So the Pelicans lost on Monday, but there was also a tie at Lynchburg’s City Stadium. Pelicans reliever Ben Henry and Lynchburg reliever Matt Chaffee entered into a duel before the game even started, one that ended in a truce well after the game came to an end.
The contest was a bullpen standoff, not something unknown to relievers across the Carolina League. The Pelicans have engaged in these standoffs with several teams, including Wilmington and Carolina, but only once before had one actually carried into a game itself. So now the burning question…what is this standoff thing?
“We saw a YouTube video of a rain delay,” Henry said. “Two teams had a standoff and we said, ‘you know what? We can do that.'”
The two teams in the video stood and stood and stood. It was a game of endurance not dissimilar to an immunity or rewards challenge on the TV show Survivor. Cole Hamels’ wife, Heidi, became very famous for how she was eliminated from one of these such challenges on the show. The way the Pelicans game works is that the bullpens remain standing with relievers sitting down as they tire. The team with the last guy standing wins pride and whatever reward the two ‘pens may have wagered against each other.
Sunday’s game in Lynchburg featured one of these standoffs. The rules are: When the teams line up for the National Anthem the players stand at attention. You must then remain at attention. That’s the game. Sunday’s game ended quickly because Lynchburg’s pen lined up on the foul line and thus very much in the way of play. But on Monday, the bullpens lined up just along their benches…and the challenge was on!
NOTE: Zach Osborne did not participate in the challenge. One reliever from each team was left out in order to help warm up their right and leftfielders respectively.
The game lasted at a 6-on-6 deadlock until the fourth inning. Jimmy Reyes, pretty sure he was going to pitch in Monday’s game, sat down first, wanting to rest his legs. The rest of the bullpen followed and the same occurred for the Hillcats. Each side left one man standing.
“Since I threw yesterday I was designated as the guy who would stand the whole time,” Henry said. Keeping in mind Henry has previously identified himself as the official team comedian, he immediately fessed up that he volunteered for the role.
Now keep in mind, as much as they really are a part of the game (the whole last issue of the Baseball Hall-of-Fame’s magazine was about pranksters and characters in baseball), sometimes antics are frowned upon. That can be especially true in the minors, where organizations try to instill discipline and a serious approach. But that’s what makes this particular game great. Several executives from the Atlanta Braves front office were present…and they were aware of, and okay with, the challenge. The Pelicans coaches were cool with it too. In fact, pitching coach Brad Holman passed words of encouragement through the bullpen phone and trainer Jeff Bodenhamer brought water to the pen in the third inning.
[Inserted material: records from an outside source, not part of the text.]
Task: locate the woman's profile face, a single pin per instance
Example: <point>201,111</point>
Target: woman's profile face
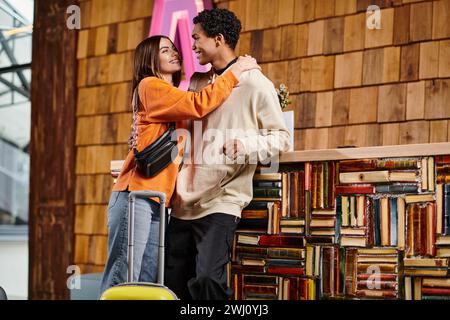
<point>169,58</point>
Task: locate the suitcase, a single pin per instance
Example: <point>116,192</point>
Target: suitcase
<point>142,290</point>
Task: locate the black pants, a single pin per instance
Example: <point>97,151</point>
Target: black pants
<point>197,253</point>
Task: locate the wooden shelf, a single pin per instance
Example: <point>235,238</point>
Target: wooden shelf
<point>407,150</point>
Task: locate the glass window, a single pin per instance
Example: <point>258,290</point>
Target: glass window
<point>16,18</point>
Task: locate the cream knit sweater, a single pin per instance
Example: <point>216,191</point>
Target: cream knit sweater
<point>208,182</point>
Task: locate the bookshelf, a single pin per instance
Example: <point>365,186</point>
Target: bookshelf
<point>350,223</point>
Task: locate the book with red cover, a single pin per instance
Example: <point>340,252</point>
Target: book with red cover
<point>423,230</point>
<point>381,277</point>
<point>238,268</point>
<point>331,184</point>
<point>376,164</point>
<point>351,190</point>
<point>301,194</point>
<point>442,159</point>
<point>370,222</point>
<point>379,285</point>
<point>296,271</point>
<point>377,293</point>
<point>436,291</point>
<point>237,286</point>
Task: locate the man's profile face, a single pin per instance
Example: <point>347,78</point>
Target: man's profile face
<point>204,47</point>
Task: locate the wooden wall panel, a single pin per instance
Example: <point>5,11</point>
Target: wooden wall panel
<point>413,132</point>
<point>304,10</point>
<point>415,101</point>
<point>383,36</point>
<point>363,105</point>
<point>437,97</point>
<point>444,58</point>
<point>438,131</point>
<point>348,70</point>
<point>354,32</point>
<point>333,35</point>
<point>392,103</point>
<point>390,134</point>
<point>343,7</point>
<point>409,68</point>
<point>441,17</point>
<point>52,150</point>
<point>421,21</point>
<point>401,24</point>
<point>341,103</point>
<point>322,73</point>
<point>324,109</point>
<point>315,38</point>
<point>429,60</point>
<point>348,84</point>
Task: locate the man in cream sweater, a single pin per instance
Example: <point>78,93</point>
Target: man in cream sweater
<point>215,181</point>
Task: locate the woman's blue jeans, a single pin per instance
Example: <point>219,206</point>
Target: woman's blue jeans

“As soon as Brad said that I was like ‘game on,'” Henry said.
Henry and Chaffee stood standing at attention all game. They stood at attention after the game. Joe Van Meter brought Henry his portion of the postgame spread to keep him nourished. The Lynchburg grounds crew even drove Henry, still at full attention, from the away bullpen to the home bullpen once the stadium emptied.
“When you get done,” Henry asked the grounds crew as they manicured the bullpen mound postgame, “can you drive me around to the other pen?”
The grounds crew obliged and drove the Gator right up to Henry. The righty reliever stepped up onto the cart, which drove him around the warning track and dropped him off next to Chaffee. The game was more than a half hour over and fans remained in the park watching the duo stand still.
Fans snapped pictures. Lynchburg’s beat reporter wrote the duel up in his game story. Players, already dressed and showered, stood watching while chowing down on a barrel of cheese puffs. The Pelicans even had arraignments set for Henry to get back to the hotel in the event that the bus left while the standoff continued. That, however, was unnecessary.
“Chaffee looked at me and asked how we were going to end this,” Henry said.
It was at that point that the players decided on a truce. After three hours and twenty two minutes of standing still, the challenge was over. Henry and Chaffee both won. Now let’s just hope Tuesday’s game doesn’t go into extras and require either pitcher to throw an exorbitant amount of innings in a pinch.